Because this simple change in body language takes parent/child communication to a much deeper level. First, you’re not “lording” over your child as a huge, gigantic being. When you stand up and you’re five feet eight inches tall and peer down at your four-year-old, the perception your four-year-old is receiving is quite intimidating. But when you squat, the intimidation dissipates.
Second, when you squat, you are making eye contact with your child — on her level. It’s eye-to-eye contact, which is very personal. This personal change in your parent/child conversations bridges many gaps in your relationship of communication.
Third, when you squat and make eye-to-eye contact, you are showing your child that your conversation is very important. It’s not just your words that are speaking this, it’s your body. Everything about you is sending positive messages to your child.
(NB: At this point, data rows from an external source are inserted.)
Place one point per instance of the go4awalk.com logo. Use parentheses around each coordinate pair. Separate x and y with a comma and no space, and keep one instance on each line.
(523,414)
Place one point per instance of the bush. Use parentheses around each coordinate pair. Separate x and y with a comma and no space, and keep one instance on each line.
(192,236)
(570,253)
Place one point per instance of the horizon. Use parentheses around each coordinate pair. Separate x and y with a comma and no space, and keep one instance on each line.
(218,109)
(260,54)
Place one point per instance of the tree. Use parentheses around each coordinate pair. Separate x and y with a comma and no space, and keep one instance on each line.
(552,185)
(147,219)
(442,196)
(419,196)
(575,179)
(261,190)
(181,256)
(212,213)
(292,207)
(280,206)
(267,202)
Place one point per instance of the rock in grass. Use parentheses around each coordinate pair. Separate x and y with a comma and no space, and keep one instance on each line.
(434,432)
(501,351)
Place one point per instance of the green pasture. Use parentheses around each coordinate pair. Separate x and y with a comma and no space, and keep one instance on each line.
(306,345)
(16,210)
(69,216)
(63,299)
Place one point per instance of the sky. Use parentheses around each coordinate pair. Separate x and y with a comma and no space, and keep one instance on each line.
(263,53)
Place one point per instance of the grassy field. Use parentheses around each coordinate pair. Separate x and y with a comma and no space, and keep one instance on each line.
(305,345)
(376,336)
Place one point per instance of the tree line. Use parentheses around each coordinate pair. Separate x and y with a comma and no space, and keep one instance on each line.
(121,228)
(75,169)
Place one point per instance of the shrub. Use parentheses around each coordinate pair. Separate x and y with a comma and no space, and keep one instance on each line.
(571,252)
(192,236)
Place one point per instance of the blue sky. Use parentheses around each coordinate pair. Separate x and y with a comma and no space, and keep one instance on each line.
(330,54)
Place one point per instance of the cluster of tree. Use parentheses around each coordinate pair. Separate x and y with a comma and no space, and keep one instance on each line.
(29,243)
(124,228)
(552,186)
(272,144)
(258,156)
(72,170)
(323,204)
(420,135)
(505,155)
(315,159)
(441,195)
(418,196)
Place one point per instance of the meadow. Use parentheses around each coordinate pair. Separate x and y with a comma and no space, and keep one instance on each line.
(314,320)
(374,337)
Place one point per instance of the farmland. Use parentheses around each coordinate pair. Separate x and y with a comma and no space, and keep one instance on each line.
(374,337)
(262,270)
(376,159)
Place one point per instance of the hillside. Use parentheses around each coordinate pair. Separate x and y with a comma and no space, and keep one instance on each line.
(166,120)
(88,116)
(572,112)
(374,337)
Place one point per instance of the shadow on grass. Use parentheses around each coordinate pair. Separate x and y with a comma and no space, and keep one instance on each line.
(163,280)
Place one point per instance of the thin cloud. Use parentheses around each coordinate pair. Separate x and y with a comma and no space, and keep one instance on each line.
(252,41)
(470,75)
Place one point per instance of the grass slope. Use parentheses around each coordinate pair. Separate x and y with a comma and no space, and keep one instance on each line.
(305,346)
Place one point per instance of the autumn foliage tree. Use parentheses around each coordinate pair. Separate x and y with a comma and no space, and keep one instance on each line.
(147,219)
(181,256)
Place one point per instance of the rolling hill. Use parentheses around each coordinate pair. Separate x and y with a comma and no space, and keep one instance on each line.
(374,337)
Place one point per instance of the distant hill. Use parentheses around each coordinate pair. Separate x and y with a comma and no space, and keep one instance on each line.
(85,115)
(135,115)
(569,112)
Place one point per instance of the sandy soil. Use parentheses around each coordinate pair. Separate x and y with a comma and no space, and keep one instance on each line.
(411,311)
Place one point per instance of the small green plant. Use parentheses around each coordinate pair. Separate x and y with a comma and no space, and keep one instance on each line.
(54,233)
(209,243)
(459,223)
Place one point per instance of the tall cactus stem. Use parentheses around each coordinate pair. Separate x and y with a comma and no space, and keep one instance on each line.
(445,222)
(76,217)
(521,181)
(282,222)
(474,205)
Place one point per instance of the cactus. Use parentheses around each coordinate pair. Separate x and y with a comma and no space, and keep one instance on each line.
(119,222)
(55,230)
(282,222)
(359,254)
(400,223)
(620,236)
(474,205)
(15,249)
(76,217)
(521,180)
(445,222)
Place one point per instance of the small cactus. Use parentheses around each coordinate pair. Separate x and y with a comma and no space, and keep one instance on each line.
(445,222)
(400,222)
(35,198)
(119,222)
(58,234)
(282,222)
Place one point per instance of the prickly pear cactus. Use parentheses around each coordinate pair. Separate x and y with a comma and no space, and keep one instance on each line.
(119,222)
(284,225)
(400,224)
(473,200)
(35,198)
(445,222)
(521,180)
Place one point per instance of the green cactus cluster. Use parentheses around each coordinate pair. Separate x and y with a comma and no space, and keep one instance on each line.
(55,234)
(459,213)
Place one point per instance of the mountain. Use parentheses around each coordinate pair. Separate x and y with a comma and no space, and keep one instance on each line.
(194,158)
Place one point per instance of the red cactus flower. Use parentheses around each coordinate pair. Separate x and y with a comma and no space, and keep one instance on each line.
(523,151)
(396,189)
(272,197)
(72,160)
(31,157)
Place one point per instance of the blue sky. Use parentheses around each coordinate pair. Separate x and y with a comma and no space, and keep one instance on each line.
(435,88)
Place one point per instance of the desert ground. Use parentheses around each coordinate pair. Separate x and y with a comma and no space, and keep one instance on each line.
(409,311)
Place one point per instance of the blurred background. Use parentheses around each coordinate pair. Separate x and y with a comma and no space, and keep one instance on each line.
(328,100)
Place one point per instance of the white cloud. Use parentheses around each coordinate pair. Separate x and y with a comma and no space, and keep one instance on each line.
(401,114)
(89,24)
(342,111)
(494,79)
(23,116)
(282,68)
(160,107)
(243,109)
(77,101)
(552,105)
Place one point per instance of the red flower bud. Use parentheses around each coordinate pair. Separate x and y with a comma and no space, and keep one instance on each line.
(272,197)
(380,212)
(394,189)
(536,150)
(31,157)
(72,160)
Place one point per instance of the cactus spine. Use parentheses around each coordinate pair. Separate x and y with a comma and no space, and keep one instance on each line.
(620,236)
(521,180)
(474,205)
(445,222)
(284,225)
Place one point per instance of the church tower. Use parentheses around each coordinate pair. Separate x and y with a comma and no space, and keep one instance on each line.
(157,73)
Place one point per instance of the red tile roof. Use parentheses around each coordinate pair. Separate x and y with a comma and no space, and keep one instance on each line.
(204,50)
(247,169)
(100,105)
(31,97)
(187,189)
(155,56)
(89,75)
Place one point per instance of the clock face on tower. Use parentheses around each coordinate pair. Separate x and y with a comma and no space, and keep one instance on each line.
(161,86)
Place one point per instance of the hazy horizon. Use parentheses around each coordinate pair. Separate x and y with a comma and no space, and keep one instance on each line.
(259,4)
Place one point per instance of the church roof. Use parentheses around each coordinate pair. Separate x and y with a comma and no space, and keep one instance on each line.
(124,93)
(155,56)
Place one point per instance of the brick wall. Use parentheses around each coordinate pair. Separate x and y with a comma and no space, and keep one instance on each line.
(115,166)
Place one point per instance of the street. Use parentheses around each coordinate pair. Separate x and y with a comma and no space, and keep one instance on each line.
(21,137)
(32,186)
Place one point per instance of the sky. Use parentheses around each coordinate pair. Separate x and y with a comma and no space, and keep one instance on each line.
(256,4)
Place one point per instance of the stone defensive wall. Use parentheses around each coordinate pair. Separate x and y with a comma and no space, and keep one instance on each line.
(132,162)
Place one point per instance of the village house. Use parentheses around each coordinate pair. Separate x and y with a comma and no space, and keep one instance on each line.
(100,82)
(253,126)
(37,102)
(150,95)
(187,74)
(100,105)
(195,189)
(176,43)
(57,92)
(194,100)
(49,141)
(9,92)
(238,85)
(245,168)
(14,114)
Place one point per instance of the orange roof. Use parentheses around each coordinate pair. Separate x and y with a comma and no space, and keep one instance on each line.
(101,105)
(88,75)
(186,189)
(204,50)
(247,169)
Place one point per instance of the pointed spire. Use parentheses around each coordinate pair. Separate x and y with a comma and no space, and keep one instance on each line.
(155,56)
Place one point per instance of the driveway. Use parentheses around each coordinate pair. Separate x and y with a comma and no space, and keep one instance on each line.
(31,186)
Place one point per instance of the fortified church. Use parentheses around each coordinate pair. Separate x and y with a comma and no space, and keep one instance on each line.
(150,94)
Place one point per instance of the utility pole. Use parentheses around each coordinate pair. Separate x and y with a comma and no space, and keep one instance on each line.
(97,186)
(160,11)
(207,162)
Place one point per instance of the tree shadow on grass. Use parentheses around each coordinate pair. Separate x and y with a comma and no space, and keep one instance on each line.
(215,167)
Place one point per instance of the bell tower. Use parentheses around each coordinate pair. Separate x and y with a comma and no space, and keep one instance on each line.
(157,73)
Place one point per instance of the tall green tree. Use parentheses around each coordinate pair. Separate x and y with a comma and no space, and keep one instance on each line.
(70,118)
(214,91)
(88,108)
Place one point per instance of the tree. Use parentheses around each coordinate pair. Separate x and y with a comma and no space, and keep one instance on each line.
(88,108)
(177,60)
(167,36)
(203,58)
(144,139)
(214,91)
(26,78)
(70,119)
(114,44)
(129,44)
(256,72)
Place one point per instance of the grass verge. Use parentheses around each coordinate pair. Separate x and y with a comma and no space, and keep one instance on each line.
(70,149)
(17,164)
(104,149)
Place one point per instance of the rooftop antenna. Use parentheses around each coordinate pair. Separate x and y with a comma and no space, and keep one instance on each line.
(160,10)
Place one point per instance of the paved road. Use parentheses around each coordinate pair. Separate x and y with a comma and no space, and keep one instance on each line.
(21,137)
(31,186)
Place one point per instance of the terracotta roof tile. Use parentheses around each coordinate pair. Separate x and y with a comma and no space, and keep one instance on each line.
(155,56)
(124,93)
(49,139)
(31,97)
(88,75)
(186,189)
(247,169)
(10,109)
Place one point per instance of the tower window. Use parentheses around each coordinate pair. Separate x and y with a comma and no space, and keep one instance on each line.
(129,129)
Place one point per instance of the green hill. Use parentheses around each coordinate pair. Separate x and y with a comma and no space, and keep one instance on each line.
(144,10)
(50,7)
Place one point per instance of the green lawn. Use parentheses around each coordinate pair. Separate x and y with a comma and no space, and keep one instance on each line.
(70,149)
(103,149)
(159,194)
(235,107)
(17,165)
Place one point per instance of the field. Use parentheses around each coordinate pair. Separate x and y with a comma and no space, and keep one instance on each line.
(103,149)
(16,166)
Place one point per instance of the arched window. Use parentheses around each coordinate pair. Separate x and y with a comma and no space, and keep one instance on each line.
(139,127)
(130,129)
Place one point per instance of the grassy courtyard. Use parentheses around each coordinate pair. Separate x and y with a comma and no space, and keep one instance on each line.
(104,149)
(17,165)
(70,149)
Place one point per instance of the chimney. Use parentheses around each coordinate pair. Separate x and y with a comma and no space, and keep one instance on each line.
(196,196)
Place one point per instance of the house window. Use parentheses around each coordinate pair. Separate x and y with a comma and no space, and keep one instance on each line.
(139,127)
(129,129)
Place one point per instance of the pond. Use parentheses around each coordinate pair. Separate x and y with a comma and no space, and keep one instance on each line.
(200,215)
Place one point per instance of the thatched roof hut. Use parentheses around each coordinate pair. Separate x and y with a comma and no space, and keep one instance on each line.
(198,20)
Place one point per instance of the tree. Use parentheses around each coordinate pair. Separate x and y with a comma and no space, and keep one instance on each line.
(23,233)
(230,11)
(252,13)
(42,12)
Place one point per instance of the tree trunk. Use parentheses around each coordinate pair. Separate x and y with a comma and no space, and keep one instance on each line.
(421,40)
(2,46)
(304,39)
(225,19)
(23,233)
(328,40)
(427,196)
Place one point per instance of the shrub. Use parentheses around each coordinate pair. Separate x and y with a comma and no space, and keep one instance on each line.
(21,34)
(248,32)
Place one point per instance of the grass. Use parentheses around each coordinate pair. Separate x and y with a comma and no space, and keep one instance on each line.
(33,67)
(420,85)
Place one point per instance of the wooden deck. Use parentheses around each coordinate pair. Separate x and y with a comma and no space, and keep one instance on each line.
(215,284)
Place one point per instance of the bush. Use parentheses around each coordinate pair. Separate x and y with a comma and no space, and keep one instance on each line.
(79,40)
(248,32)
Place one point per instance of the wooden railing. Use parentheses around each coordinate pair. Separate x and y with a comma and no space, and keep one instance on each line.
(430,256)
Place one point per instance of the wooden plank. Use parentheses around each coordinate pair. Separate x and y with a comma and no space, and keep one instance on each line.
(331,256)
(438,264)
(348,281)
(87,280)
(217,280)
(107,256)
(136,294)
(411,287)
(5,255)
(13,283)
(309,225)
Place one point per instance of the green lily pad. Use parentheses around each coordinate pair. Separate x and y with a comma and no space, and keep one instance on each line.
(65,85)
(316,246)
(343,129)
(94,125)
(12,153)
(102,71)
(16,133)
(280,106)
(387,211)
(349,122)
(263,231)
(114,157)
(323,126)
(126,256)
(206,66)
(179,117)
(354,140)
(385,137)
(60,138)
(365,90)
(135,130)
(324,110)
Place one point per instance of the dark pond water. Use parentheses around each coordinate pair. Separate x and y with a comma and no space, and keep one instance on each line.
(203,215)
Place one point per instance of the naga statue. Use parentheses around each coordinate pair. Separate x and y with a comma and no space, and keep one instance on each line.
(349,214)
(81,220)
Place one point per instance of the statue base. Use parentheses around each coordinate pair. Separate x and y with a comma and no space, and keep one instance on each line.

Even with my nieces, nephews and kids that come to church, I notice a big difference in their reaction to me when I simply take a few minutes to squat, ask them about their day, their toy, their baby brother etc. In just a few seconds I’ve seen their countenance change from shy to welcoming because I took a few seconds to bridge the visual gap between us with one simple change.
Often times we completely underestimate what major effects time and attention has on our very own children. Try to carve out a few minutes every single day to just squat, chat and listen to your child. And yes, though it’s not feasible every single time, try to be consciously aware of the squatting trick when your child asks questions or desires help throughout the day. Remember that your eye contact on your child’s eye level speaks louder than even your affectionate words.
It’s a simple and small way you can show your child today that you care and she matters.
Try the squatting trick today. You’ve got nothing to lose. Just try it and see how it changes your parenting journey — for the better!